Flame-kissed vegetables-bell peppers, cabbage, mushrooms and zucchini-are the stars of this meat-free crispy rice bowl. They're basted with a sesame-soy-and-gochujang sauce until tender while cucumbers pickle in rice vinegar and sesame oil. Top with fried eggs, drizzle with more gochujang sauce and dinner is served.

Provided by Rick Martinez

Categories     main-dish

Time 35m

Yield 4 servings

Number Of Ingredients 18

1/2 cup vegetable oil, plus more for the grill grates
3 tablespoons gochujang
3 tablespoons soy sauce
3 tablespoons rice wine vinegar
2 tablespoons toasted sesame oil
2 tablespoons toasted sesame seeds, plus more for serving
1 tablespoon honey
3 garlic cloves, finely grated
1 medium Kirby cucumber, halved and thinly sliced
1/2 teaspoon sugar
Kosher salt
1 pound large mushrooms, such as cremini, portobello or shiitake (stems removed if using shiitake)
3 large red bell peppers, quartered
1/2 medium head green cabbage, cored and halved
1 large zucchini, cut on the bias into 1/2-inch slices
6 scallions, root ends trimmed
4 large eggs
6 cups cooked white rice (from 3 cups uncooked)

Steps:

  • Prepare a grill or grill pan for medium-high heat.
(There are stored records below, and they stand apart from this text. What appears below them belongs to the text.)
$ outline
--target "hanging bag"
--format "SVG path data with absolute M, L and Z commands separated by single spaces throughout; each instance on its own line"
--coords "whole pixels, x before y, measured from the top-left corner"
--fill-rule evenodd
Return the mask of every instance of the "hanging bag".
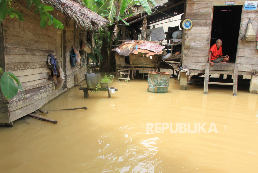
M 77 55 L 74 52 L 73 48 L 72 46 L 71 50 L 71 55 L 70 56 L 70 62 L 71 63 L 71 66 L 73 67 L 76 66 L 76 58 Z
M 247 24 L 246 32 L 245 34 L 242 37 L 242 40 L 243 40 L 245 37 L 247 41 L 251 41 L 255 38 L 255 33 L 253 28 L 252 23 L 251 23 L 251 18 L 249 18 L 249 21 Z

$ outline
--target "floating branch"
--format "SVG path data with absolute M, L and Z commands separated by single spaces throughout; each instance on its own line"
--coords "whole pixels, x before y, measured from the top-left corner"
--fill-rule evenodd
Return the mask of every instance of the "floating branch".
M 36 118 L 37 119 L 41 119 L 45 121 L 48 121 L 48 122 L 52 123 L 54 123 L 54 124 L 57 124 L 57 121 L 56 120 L 54 120 L 53 119 L 47 118 L 45 118 L 44 117 L 41 117 L 40 116 L 39 116 L 39 115 L 36 115 L 32 114 L 29 114 L 28 115 L 34 118 Z
M 87 108 L 86 106 L 84 107 L 81 107 L 80 108 L 70 108 L 70 109 L 60 109 L 59 110 L 76 110 L 76 109 L 84 109 L 85 110 L 87 110 Z
M 39 112 L 42 112 L 42 113 L 44 113 L 44 114 L 47 114 L 48 113 L 48 112 L 46 110 L 43 110 L 43 109 L 38 109 L 38 110 L 39 110 Z

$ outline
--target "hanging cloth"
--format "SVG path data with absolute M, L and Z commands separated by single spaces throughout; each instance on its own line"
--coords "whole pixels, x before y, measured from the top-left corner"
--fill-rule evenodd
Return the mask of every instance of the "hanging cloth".
M 50 57 L 50 63 L 54 67 L 54 72 L 55 74 L 56 75 L 57 73 L 57 65 L 56 63 L 56 60 L 55 59 L 55 57 L 54 57 L 54 55 L 53 54 L 50 54 L 48 55 Z

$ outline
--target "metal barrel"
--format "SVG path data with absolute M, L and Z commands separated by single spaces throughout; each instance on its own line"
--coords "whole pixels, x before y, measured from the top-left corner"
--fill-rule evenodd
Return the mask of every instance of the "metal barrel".
M 168 89 L 170 73 L 151 71 L 148 72 L 147 91 L 152 92 L 166 92 Z
M 89 89 L 94 89 L 99 83 L 100 78 L 100 73 L 85 73 L 85 80 L 87 87 Z

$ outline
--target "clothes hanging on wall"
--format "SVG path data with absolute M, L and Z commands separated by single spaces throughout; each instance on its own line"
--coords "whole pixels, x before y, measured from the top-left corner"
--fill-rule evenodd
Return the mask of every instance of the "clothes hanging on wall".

Clean and oil the grill grates or grill pan.
  • Whisk together the gochujang, soy sauce, 1 tablespoon rice wine vinegar, 1 tablespoon sesame oil, 1 tablespoon sesame seeds, honey and half of the grated garlic in a medium bowl until combined. Reserve 3 tablespoons of the gochujang sauce for serving and set aside; the remaining sauce will be used to baste the vegetables while grilling.
  • Toss the cucumbers in a small bowl with the sugar and the remaining 2 tablespoons rice wine vinegar, 1 tablespoon sesame oil, 1 tablespoon sesame seeds and half of the grated garlic; season with salt. Set aside.
  • Grill the mushrooms, bell peppers, cabbage, zucchini and scallions on one side of the grill (reserving enough space for a skillet), turning and basting often with the gochujang sauce, until browned and tender, about 3 to 5 minutes per side. If using a grill pan, work in batches. Transfer to a cutting board and cut the cabbage, mushrooms and peppers into thin strips; transfer to a sheet tray, separating by individual vegetable if desired.
  • Meanwhile, prepare the eggs and crispy rice. Heat 4 tablespoons oil in a large grill-safe skillet (cast iron or stainless steel) on the other side of the grill and increase to high (or use the stove). Crack the eggs into the skillet, leaving space around each one, and cook until the whites are set and the edges are crisp, about 4 minutes; season with salt. Transfer to a plate.
  • Heat the remaining 4 tablespoons oil in the same skillet. Add the rice, patting it down into an even layer and breaking up any clumps, and fry, undisturbed, until the underside is golden brown and crispy, about 5 minutes; season with salt. Flip to cook the other side (it's OK if it breaks up on you) until crisp and light brown, about 3 minutes. Divide among serving plates. Top with the grilled vegetables, pickles and fried eggs. Drizzle with reserved 3 tablespoons gochujang sauce as desired.